Who Gets The Good Jobs?
Published - Mar 1, 2016Educational Experiences That Result in
Economic and Social Mobility
The conclusions and findings in this report will not surprise anyone. Pakistan is sustaining an education system in which the rich will stay rich, or get richer, and the poor will have an ever-shrinking chance for social mobility. How? By ensuring that the education available to children from wealthy families results in the best economic opportunities and job
outcomes, whilst simultaneously denying the children of less privileged families with a free or low cost education that can help them to leapfrog the socio-economic barriers to a better life that they must contend with from the get-go.
This report represents the second major partnership between Alif Ailaan and SAHE for surveys that we believe reaffirm conventional thinking with irrefutable evidence. In 2014, we released a survey titled “The Voice of Teachers”, the largest and most comprehensive survey of Pakistani teachers ever published. Like that survey, the “Who gets the good jobs?” survey confirms, above all things, the need for a public sector interest in evidence that goes beyond boundary walls, and enrolment data. Pakistan’s education crisis is systemic, multifarious and intergenerational. It can neither be understood, nor tackled without a deeper appreciation for how it is linked to the economic, political, and social context within which it has come to be as dysfunctional as it is.

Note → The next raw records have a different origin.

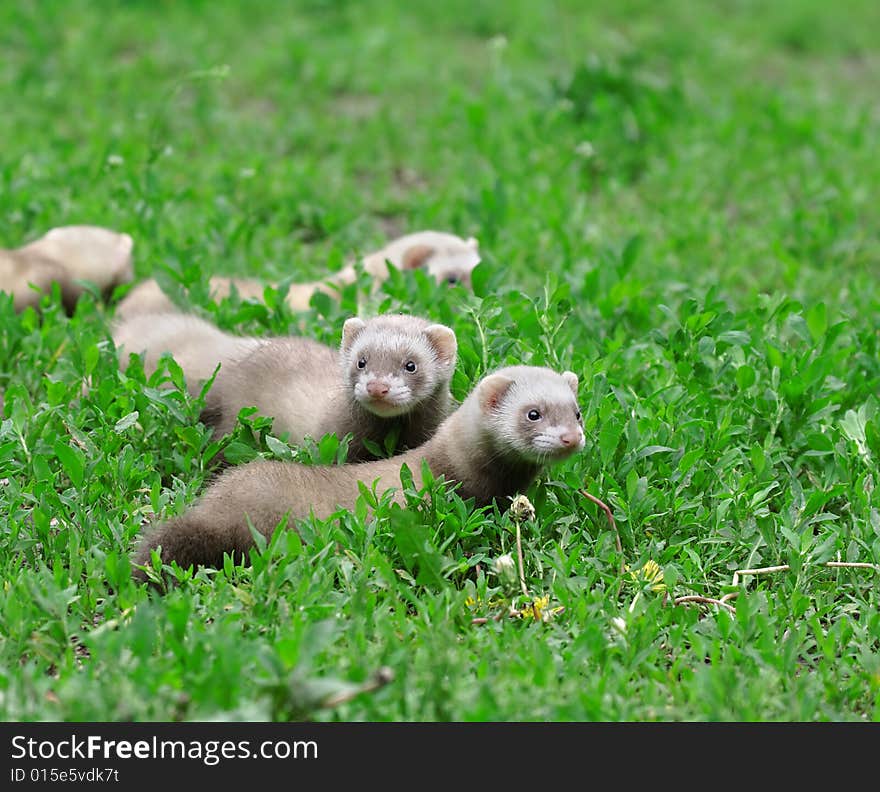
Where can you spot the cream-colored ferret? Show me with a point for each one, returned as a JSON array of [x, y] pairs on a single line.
[[514, 423], [66, 255], [446, 257]]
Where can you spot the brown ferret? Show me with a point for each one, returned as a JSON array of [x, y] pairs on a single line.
[[391, 372], [65, 256], [446, 257], [515, 422]]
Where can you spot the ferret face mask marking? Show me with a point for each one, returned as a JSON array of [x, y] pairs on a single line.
[[542, 424], [391, 370], [450, 264]]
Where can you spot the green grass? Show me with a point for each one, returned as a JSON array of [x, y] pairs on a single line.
[[677, 201]]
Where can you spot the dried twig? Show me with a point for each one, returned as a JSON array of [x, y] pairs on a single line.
[[706, 600], [381, 678], [604, 506], [786, 567], [522, 574]]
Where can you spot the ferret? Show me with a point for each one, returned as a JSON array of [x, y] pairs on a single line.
[[515, 422], [390, 371], [448, 258], [66, 255]]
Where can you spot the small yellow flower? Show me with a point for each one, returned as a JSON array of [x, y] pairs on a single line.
[[538, 609], [650, 573]]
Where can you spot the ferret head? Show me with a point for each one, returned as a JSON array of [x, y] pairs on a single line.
[[532, 413], [395, 362], [89, 253], [446, 257]]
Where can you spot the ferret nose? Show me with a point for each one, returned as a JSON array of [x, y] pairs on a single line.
[[377, 388]]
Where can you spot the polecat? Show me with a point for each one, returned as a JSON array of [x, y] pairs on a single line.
[[514, 422], [448, 258], [66, 255], [392, 371]]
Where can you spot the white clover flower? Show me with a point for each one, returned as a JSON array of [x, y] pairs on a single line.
[[505, 567], [521, 509]]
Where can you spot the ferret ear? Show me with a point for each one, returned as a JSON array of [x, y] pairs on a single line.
[[351, 330], [444, 342], [416, 256], [492, 390]]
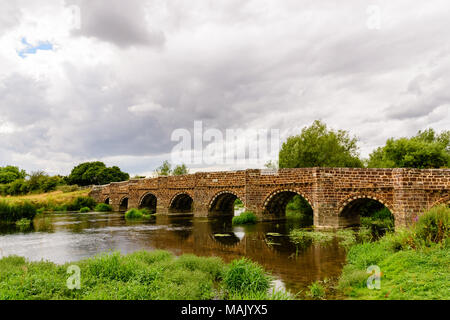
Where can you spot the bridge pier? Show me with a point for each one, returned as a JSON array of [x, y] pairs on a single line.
[[331, 192]]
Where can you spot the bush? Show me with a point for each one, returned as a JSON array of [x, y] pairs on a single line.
[[142, 275], [245, 277], [246, 217], [103, 207], [12, 212], [81, 202], [434, 225]]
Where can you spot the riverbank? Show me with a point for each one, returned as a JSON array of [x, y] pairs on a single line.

There are a number of critical areas of academic inquiry that this survey overlaps with, including the exploration of “school effect”, and its juxtaposition with other advantages or disadvantages that students bring with them to the education system. The scope and scale of this study is indicative, and a much deeper and wider collection of data is required to
tackle the important questions that come out of this survey.
Our survey found that two of the biggest determinants of salary levels in the country are exposure to the English language, and whether one took O and/or A levels exams or not. This should surprise no one. Yet so many Pakistanis are surprised by the high number of out-of-school children (OOSC) and the high level of dropouts. We should not be surprised.
The market speaks clearly: parents without economic means are being told that without an O and/or A levels certification, and without the ability to engage in the English language, your children’s prospects to get the highest paying and best jobs are limited. What then would incentivise those same parents to invest the money, time and effort to educate their children—especially when alternatives to schooling may include labour that adds to their household income?